The background of the treatise is the frequent failure of etiquette in aristocratic friendships and patronal relationships as well as the obvious running idle of traditional practices in the realm of gift and service exchange under the early Principate. Not only Seneca, but also Tacitus and the Satirists testify this. The contemporaries explained these phenomena in moralizing categories as arrogance (superbia) and ingratitude (ingratia). From a modern point of view, they can be seen in the context of the considerable warpings in the network of friendship and patronal relationships which were caused by the transition from a republic dominated by aristocrats to monarchy. Related to this development, a functional shift in the gift and service exchange can be observed. Significant incongruities as to honour, political influence and wealth (these goods were normally at the disposal of the same group of people during the Republic) arose in the proximity to the Emperor. These warpings collided permanently with traditional values, patterns of thought and behaviour, and entailed uncertainties about the appropiate behavior in social life.
At a first glance, Seneca’s guide looks like an attempt to restore the commands and bans of the old and fragile etiquette in Stoic terms. However, the rooting of the norms in the conceptual system of Stoicism leads to statements that would not have been possible on the base of the traditional forefathers’ morality (mos maiorum)…

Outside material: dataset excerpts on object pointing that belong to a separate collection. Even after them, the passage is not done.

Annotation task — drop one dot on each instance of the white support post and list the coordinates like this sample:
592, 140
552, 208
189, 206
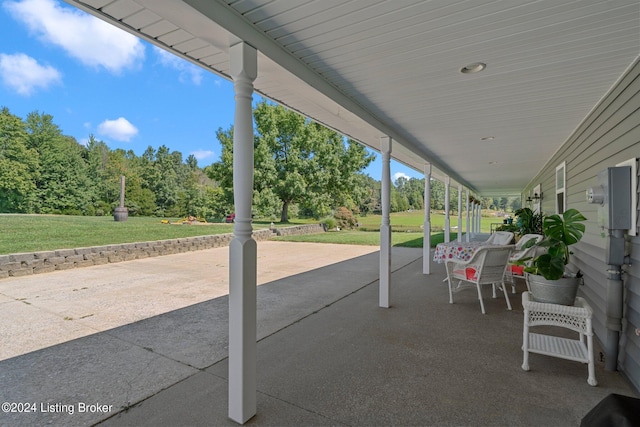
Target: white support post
473, 219
385, 226
468, 217
447, 214
426, 240
242, 249
459, 213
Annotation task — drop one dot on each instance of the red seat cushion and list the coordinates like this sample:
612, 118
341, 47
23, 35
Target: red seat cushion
469, 273
517, 270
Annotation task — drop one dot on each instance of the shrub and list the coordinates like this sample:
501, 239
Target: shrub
345, 218
330, 222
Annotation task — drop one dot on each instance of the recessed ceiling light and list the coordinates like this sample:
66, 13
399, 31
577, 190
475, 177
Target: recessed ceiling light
476, 67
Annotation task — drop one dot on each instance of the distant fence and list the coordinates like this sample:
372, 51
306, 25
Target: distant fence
23, 264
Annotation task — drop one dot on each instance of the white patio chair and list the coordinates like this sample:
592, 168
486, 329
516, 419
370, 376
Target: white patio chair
514, 271
500, 238
486, 267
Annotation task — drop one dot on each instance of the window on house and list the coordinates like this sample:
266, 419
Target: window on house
561, 176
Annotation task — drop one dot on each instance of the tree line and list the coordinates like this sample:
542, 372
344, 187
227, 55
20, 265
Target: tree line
302, 169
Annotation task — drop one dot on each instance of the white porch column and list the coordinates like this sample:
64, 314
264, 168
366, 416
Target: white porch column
385, 227
242, 249
426, 239
459, 213
473, 219
468, 216
447, 214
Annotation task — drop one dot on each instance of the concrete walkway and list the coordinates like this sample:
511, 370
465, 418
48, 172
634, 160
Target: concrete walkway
42, 310
327, 355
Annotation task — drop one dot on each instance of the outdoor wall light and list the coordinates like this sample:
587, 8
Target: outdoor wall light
537, 197
476, 67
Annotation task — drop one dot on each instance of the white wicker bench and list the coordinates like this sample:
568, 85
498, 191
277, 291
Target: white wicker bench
576, 318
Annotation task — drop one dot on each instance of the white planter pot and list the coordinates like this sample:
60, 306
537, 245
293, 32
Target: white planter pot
561, 291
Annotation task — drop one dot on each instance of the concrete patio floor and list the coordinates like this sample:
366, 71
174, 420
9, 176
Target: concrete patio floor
327, 355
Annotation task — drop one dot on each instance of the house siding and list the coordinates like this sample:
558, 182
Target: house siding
608, 136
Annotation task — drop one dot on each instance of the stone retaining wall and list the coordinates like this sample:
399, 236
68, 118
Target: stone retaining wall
300, 229
23, 264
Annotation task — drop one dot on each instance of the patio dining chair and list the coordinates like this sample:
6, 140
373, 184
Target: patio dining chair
486, 267
500, 238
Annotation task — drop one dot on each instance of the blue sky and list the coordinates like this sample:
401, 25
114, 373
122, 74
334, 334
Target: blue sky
95, 79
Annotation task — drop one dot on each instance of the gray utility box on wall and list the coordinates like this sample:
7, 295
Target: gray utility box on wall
614, 195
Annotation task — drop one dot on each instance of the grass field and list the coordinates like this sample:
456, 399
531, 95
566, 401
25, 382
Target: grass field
31, 233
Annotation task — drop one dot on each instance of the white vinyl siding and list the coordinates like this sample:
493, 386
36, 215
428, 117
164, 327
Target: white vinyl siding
608, 136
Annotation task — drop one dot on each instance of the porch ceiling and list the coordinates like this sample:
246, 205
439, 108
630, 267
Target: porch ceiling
373, 67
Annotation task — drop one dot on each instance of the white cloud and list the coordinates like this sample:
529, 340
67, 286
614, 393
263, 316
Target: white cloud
119, 129
400, 175
188, 71
202, 154
85, 38
23, 73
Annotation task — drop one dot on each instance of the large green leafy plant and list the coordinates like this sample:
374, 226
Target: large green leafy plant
528, 221
560, 231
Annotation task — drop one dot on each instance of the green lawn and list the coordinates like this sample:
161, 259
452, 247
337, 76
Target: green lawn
32, 233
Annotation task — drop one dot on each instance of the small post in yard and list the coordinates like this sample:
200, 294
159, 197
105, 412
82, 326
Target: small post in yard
121, 213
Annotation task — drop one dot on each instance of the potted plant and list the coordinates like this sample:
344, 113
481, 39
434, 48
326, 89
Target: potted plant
549, 275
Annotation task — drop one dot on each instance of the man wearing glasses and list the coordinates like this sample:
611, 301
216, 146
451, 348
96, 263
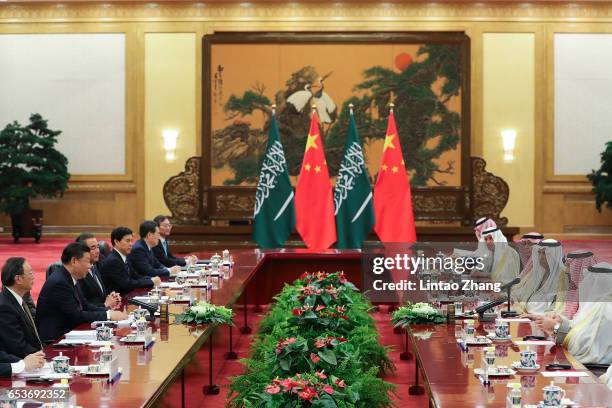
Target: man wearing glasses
162, 250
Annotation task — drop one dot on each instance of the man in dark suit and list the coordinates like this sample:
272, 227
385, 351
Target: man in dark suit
142, 259
11, 365
92, 286
116, 271
61, 305
18, 334
162, 250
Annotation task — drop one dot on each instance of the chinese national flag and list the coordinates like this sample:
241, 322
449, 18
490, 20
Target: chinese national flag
392, 196
314, 203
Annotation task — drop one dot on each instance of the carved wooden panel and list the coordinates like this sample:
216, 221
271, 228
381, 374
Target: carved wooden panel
489, 193
182, 193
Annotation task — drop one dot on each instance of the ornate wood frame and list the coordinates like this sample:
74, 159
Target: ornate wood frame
235, 203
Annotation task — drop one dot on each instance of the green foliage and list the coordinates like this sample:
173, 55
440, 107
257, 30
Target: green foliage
29, 165
426, 126
602, 179
317, 347
417, 313
205, 313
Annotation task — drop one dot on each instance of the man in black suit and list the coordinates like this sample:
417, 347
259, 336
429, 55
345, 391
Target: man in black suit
162, 250
116, 271
61, 305
11, 365
18, 334
92, 286
142, 258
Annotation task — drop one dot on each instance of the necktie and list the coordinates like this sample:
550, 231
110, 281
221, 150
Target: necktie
26, 309
77, 295
95, 276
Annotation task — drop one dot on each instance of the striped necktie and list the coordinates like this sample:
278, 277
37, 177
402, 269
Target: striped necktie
26, 310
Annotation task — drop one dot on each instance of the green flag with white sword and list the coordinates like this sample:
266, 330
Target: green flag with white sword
274, 213
353, 194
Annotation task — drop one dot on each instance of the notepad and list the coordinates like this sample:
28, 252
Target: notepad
534, 343
564, 374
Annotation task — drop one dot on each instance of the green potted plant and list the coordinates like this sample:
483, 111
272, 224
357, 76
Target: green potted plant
602, 179
30, 167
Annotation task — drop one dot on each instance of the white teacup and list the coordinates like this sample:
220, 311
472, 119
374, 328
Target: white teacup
61, 364
104, 333
553, 395
141, 313
528, 358
180, 279
502, 330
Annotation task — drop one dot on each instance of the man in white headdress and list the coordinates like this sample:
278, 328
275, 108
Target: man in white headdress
537, 291
502, 262
588, 336
524, 246
479, 226
576, 262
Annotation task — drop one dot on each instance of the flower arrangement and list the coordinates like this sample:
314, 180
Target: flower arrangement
417, 313
205, 313
318, 326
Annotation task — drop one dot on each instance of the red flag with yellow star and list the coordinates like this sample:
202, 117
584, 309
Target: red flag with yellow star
392, 196
314, 202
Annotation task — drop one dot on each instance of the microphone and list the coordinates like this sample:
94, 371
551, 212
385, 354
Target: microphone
150, 307
508, 287
481, 309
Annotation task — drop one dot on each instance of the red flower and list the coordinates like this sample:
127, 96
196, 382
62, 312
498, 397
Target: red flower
272, 389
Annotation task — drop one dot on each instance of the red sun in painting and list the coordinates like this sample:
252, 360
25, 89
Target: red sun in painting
403, 61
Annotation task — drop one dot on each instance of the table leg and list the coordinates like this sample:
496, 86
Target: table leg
406, 355
210, 389
416, 389
245, 329
231, 355
183, 388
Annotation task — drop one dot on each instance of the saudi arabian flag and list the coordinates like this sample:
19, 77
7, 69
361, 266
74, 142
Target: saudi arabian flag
274, 215
353, 194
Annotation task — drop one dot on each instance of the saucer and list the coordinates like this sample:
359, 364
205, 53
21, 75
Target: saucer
473, 342
493, 337
517, 365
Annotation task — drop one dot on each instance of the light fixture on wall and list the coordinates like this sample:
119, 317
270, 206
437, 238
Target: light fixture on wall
170, 136
509, 141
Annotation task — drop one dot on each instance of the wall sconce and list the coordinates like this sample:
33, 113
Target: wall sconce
170, 136
509, 141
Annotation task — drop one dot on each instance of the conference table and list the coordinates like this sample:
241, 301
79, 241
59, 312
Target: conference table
447, 369
164, 373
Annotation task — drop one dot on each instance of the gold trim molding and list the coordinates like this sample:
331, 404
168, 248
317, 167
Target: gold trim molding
295, 12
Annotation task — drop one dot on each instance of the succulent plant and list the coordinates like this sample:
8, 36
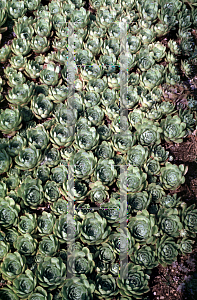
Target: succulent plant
90, 99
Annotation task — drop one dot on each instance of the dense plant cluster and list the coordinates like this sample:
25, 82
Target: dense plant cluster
83, 122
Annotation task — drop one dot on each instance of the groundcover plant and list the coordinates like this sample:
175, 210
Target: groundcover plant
88, 202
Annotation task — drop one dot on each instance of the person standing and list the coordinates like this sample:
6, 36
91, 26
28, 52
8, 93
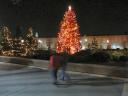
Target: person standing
63, 66
54, 66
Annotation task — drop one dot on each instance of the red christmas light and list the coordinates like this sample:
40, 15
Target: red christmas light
68, 39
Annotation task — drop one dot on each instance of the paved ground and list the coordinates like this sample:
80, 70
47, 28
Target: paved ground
37, 82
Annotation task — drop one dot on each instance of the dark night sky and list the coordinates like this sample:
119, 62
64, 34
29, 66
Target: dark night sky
94, 16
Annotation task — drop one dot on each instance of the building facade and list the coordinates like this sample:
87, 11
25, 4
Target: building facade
100, 42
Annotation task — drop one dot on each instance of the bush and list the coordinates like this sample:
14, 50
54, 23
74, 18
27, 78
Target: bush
41, 54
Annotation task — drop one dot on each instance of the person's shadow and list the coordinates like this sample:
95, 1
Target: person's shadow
90, 81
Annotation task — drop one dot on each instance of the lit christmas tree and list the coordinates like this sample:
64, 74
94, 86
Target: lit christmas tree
68, 38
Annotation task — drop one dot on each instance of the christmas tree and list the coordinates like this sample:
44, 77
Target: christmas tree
68, 39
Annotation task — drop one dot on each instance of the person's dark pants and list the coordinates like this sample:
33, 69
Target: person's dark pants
54, 74
64, 76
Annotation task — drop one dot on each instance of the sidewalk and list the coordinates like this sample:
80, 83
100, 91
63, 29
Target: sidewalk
37, 82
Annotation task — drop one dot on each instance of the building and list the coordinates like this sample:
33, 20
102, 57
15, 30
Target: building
100, 41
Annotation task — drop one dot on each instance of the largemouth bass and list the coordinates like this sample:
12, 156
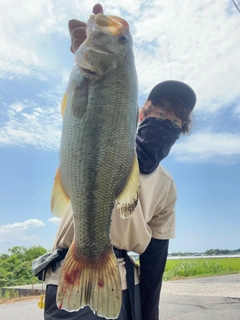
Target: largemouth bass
98, 163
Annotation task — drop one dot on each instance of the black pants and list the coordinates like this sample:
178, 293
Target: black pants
52, 312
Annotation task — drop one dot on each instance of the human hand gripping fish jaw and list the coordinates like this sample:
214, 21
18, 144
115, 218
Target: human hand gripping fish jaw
95, 58
98, 164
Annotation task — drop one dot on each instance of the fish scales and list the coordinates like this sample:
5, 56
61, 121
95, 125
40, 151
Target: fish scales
98, 163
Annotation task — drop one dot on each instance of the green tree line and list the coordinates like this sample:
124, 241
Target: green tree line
16, 267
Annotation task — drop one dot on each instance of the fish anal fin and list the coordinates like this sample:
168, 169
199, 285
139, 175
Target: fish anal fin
126, 201
63, 104
96, 284
59, 199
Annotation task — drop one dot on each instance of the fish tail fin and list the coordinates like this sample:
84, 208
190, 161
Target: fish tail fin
96, 284
127, 200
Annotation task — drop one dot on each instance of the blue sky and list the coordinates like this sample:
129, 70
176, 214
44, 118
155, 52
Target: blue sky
183, 40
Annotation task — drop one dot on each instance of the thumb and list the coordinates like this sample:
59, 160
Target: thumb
97, 8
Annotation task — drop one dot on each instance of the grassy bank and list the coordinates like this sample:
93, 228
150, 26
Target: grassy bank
182, 268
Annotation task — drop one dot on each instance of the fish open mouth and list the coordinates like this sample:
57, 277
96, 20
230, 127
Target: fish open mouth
87, 71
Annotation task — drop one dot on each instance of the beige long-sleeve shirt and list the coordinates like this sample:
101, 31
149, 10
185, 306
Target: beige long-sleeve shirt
154, 217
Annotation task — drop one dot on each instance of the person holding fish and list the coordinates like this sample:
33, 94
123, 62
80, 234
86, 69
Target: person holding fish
102, 164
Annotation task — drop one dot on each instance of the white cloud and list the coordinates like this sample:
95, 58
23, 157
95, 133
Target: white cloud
29, 123
20, 226
208, 147
19, 233
187, 40
54, 220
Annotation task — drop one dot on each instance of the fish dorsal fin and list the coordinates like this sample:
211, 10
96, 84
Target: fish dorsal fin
127, 200
64, 103
59, 199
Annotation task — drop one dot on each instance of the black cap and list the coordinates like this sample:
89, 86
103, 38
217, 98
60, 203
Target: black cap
175, 88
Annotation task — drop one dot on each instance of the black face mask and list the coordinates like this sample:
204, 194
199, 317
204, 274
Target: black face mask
154, 141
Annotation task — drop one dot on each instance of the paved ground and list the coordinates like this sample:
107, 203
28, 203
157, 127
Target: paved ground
215, 298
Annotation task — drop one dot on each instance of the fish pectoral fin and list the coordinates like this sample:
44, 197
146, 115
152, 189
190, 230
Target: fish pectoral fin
127, 200
59, 200
63, 104
96, 284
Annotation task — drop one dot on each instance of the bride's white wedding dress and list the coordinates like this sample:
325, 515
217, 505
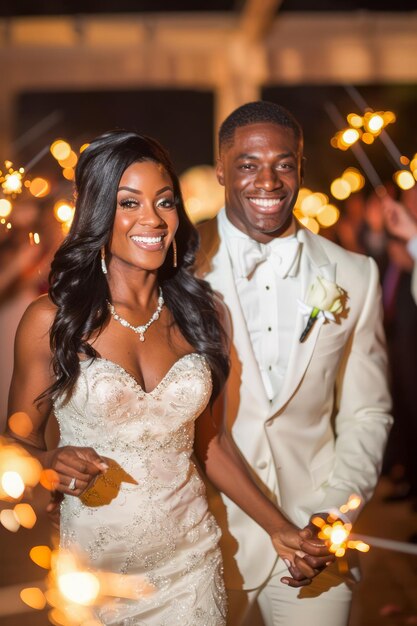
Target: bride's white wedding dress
147, 516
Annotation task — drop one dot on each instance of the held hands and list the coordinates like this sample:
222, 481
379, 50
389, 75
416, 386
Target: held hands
76, 469
303, 552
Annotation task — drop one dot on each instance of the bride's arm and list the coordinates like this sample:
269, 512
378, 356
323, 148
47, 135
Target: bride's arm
31, 377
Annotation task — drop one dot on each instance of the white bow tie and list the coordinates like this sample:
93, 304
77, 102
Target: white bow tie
247, 254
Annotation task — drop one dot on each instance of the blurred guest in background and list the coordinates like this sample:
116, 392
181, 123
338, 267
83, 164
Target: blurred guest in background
400, 298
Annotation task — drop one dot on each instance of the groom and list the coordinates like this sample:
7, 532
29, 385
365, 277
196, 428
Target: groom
310, 417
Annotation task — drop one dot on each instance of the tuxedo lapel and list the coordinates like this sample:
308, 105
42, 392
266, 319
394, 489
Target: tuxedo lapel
314, 262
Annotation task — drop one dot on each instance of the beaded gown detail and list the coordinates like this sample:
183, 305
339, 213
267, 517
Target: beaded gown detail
147, 516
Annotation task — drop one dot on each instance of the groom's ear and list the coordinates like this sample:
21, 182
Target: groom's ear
220, 171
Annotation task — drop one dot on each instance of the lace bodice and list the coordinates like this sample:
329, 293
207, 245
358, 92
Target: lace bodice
147, 515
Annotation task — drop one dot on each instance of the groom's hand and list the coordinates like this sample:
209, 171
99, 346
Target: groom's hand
317, 552
303, 564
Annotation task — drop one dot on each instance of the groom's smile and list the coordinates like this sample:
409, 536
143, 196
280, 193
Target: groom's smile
261, 172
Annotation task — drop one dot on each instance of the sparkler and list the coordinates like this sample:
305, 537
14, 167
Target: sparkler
359, 153
392, 149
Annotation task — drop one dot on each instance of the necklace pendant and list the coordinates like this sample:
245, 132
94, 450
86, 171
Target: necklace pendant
139, 330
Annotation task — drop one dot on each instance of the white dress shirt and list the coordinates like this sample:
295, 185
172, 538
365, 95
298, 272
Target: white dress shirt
268, 296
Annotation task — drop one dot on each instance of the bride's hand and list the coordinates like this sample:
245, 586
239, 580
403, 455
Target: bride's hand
303, 564
76, 468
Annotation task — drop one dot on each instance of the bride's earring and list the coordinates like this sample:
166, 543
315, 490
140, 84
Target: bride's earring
103, 261
174, 253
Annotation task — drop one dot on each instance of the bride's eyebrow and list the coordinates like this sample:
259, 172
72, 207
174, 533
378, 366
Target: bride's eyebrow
138, 191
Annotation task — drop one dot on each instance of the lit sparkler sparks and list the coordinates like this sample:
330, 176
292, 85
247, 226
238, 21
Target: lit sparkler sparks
11, 180
336, 532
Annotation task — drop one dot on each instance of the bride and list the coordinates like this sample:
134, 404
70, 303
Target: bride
128, 351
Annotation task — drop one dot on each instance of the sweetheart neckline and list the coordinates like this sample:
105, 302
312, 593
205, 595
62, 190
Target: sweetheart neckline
133, 379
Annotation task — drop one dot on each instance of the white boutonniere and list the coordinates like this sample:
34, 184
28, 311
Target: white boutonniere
324, 299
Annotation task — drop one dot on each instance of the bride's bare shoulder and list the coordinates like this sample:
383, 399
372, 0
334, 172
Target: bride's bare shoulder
37, 320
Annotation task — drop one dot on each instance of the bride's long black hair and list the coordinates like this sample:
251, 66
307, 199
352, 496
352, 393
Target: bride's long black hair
79, 288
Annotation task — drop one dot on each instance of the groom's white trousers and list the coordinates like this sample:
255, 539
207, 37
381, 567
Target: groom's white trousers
326, 602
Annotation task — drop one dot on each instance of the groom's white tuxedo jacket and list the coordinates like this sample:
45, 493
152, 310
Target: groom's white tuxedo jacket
322, 438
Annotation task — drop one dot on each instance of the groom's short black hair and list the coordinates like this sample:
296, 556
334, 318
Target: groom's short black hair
257, 112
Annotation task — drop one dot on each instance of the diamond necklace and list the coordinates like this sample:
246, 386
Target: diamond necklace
139, 330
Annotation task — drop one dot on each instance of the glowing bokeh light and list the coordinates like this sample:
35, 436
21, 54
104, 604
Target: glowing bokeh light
350, 136
203, 194
5, 207
12, 484
25, 514
12, 183
339, 534
356, 121
60, 149
41, 555
20, 424
327, 215
49, 479
404, 179
33, 597
70, 161
354, 178
79, 587
39, 187
368, 138
63, 211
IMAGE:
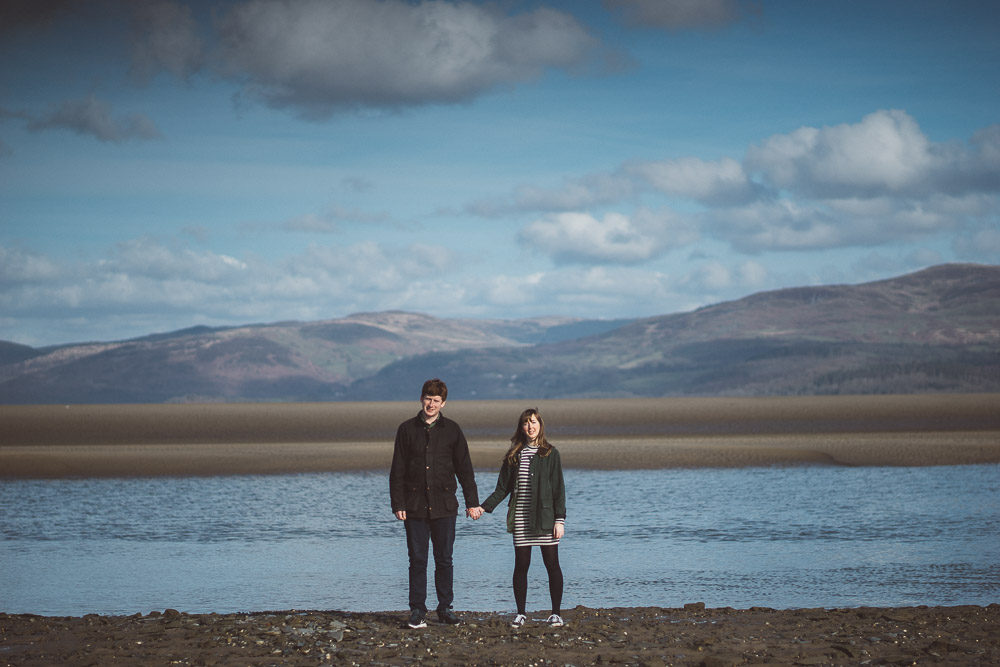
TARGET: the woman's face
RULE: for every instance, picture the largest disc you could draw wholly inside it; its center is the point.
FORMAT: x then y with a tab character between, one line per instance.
530	426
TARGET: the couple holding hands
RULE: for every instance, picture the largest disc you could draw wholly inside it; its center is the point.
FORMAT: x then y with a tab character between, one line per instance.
430	452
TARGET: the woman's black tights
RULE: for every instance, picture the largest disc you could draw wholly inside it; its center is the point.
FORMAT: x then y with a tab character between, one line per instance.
522	561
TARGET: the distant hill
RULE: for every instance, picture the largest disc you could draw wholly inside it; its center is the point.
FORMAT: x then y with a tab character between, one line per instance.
937	330
287	361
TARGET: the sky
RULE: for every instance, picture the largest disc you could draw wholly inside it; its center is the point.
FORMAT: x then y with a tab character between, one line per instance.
168	164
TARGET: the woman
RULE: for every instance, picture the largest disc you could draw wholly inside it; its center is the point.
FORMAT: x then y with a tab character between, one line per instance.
531	474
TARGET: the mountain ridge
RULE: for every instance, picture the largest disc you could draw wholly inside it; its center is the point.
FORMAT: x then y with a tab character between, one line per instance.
933	330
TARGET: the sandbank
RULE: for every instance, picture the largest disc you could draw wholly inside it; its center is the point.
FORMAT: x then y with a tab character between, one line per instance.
221	439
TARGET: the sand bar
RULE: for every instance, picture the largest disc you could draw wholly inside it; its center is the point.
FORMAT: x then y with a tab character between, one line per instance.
215	439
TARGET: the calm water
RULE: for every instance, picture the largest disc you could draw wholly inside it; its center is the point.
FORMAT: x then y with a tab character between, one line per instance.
775	537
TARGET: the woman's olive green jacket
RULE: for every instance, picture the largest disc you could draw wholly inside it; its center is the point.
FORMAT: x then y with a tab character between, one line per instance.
548	493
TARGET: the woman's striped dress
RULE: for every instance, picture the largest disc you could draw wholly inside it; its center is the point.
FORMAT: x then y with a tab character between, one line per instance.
522	510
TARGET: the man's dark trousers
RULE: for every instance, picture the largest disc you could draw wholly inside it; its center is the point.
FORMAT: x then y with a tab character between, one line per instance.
440	533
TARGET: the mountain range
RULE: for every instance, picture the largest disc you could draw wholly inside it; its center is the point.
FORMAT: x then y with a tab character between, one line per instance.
936	330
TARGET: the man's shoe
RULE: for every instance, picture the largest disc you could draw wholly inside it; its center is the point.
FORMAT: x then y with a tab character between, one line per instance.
416	619
448	616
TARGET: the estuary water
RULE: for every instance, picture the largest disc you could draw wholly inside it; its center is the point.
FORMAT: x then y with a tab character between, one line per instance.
782	537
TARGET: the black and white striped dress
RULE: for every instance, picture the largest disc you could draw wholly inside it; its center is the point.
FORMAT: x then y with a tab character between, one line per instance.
522	509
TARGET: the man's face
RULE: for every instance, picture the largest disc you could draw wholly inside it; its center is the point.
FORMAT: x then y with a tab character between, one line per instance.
432	406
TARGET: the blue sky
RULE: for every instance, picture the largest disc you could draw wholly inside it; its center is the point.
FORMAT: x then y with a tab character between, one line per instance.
165	164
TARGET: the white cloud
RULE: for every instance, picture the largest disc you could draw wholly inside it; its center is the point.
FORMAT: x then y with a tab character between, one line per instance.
321	57
885	153
581	237
21	266
714	276
595	291
147	258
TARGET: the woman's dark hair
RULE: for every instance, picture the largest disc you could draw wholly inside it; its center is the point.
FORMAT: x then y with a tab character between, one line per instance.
519	440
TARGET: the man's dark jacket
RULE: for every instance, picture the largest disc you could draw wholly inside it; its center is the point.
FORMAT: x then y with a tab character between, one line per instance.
425	462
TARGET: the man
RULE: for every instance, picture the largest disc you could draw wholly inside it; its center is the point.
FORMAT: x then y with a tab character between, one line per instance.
429	453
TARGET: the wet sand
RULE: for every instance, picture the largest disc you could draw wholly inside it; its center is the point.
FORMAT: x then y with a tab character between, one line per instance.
82	441
650	636
221	439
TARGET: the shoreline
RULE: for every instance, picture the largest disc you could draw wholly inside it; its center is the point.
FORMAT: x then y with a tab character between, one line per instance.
51	442
689	635
635	453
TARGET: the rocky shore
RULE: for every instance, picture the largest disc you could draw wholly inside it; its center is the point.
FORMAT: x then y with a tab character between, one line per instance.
692	635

This PhD thesis project will raise the questions how De beneficiis reflects these mentioned warpings and functional shifts and how the moral system drafted by Seneca relates to the traditional semantics of gift and service exchange, to aristocratic mentality as well as to the new political and social order of the Principate. Finally, it is to be examined if similar approaches can be found elsewhere in early Empire literature.